I may still be the only person to have built my own IOD. It took two weeks in the Hodgdon Yard in East Boothbay to do Tango's hull and attach the keel from my old wooden number 16 and then 29 days in Hood's boatyard in Marblehead to build all of the interior, install the mast step and the frames for the head stay and backstay, paint her and launch her. As you know, I wanted here to look as much like a wooden boat as possible, so she has teak on the inside and outside of the cockpit and cabin as well as a planked teak cabin top. Installing the teak as the headliner of the cabin was the most interesting part of the job. We rushed to have her launched so that sailors coming to Marblehead that August for the Worlds could see how you could convert a wooden hull. I did it for about $6000. Tango led around the weather mark and almost won her first race if the wind had not died.
Anyway, I think the molds came over from Norway in 1975 and Henrik controlled them for at least a few years after my boat was built, so say the late 70s. The person most familiar with builders after that was class construction chairman, Ted Cook. I kept having to collect from Henrik and remind Teddy to insist that deals with subsequent builders had to take into consideration my commitment to pay Odd Hals $50 for every fiberglass boat built in the U.S. I don't think he received but about $200 and he would certainly be dead by now. Henrik was impossible to work with and the owner, Mr. Tillotson, told me he ended up being fired by Hodgdon Brothers in East Boothbay and moved to Houston, where I think he became a boat broker.
That old newsletter also includes, I believe, an article I wrote about the current status of Saga, the Bermuda 6 meter upon which the IOD design was based by Corny Shields and Bjarne Aas (who had designed Saga). I flew to Vancouver, BC sometime in that period and sailed Saga out through the Straits of Juan de Fuca and around Victoria. I may be able to come up with the name of the owner, who was assistant landscape manager at the beautiful Bouchart Gardens in Victoria. Saga was still in beautiful condition and is a magnificent hull. [Saga is still sailing actively in the Vancouver 6-metre fleet.]

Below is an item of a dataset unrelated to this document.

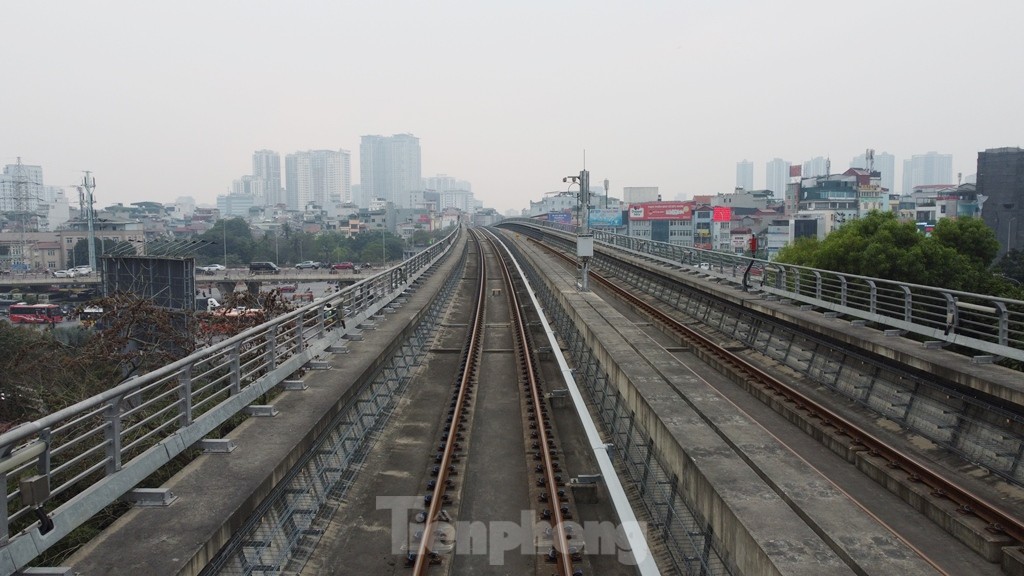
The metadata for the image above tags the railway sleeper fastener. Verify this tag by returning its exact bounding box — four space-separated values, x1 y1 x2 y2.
985 522 1007 534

Herb, while I am thinking about it, I have some things that will be lost in the shuffle and nobody will have any clue what they are when I die. Maybe the class would like to use some of them. One is a beautiful pewter mug with the IOD emblem and the names of all of the IODs in Scotland engraved on it, It was presented to me by the fleet when I flew to Edinburgh sometime in the late seventies, found the fleet and got them involved [in the world class]. I gave the sets of plans I had printed and the negatives from which they were made to someone in the class years ago.